A new contract has given me the opportunity to go find myself a favourite treat, a new perfume. Despite knowing I can get just as gorgeous infusions from mixed essential oils, I do have a great weakness for the glamour of perfume, the bottles, the evocation of ideas, the silliness of it. Much of it is about very ordinary chemicals marketed straight into one's dreams; nevertheless I love just wandering into Selfridges surveying row upon row of ridiculous philtres and concoctions, bottles gilded with constellations, or tricked out in suede and glass; and the mingled scents! Coffee and oud, roses of course, vetiver, black hemlock and truffle oil, amber and benzoin amid every marketing trick under the sun. I try them and ask how much they are. Nothing I like is under a hundred, some are nearer twice that. One bottle presented to me was £340. I tried it just to see what exactly a £340 perfume smells like, and I honestly can't remember. That's how ordinary it was.
Then the critical degree emerges. I step back and observe the spheres of Chronos and Earth, the world shifts and blurs and there are people who may well be my ancestors, late 17th century labourers on the Earl of Perth's interest. I can't get too excited because there are a couple of potential alternatives I need to check up. Still, I consider those people, whether we are related or not. They work on the lands that the Earl owns, and the Earl backs the Jacobites consistently. After the uprisings, the Earl is attainted,his lands go to the Crown, and at some point when some laird or other takes over, the Clearances begin and the people who work on that land are just driven away, my possible ancestors among them. They will become the diaspora that floods into the cities, they will be the grist for many a mill.

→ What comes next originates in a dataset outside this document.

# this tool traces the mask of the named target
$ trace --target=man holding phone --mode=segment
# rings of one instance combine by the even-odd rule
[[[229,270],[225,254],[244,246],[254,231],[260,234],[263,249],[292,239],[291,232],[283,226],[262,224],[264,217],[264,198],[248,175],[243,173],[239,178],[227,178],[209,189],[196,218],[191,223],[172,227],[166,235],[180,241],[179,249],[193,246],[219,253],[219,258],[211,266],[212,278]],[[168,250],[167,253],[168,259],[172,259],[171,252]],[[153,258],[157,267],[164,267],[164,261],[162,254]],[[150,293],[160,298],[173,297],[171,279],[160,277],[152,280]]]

But when they are first thrown out of their homes, it's not the English, but the lairds who destroy their lives in order to create sheep wastelands and grouse moors. The argument is that at this point the real Scottish enlightenment begins, but no-one can deny that the Gaelic culture is almost entirely obliterated. In earlier posts, I talk about a clan citing lineage back to Arthur; it's a fun idea, but this is a much more likely reality, to come from the lost and invisible poor, bereft of language and heritage.
And what would they make of their 9th or 10th Great Grand-daughter? What difference would they see between me and the lairds or the English come to that? My life would seem like a crazy dream to them, I who have the benefit of books and heating, a health service, a school, a university or two, the world at my fingertips, the ability to throw money at a bottle of pleasant liquid; money that would have bought a parcel of good land in their day. How could we communicate with one another? Would we even seem like the same species, never mind the same ancestry?
The vision shifts again, forward, though there are no inheritors, because this is the end of the line for the family; if the UN report is right, for all the family. Our ancestors had no hope of understanding us, but chances are our descendants will understand us too well.
And suddenly it's best not to get out of the DeLorean.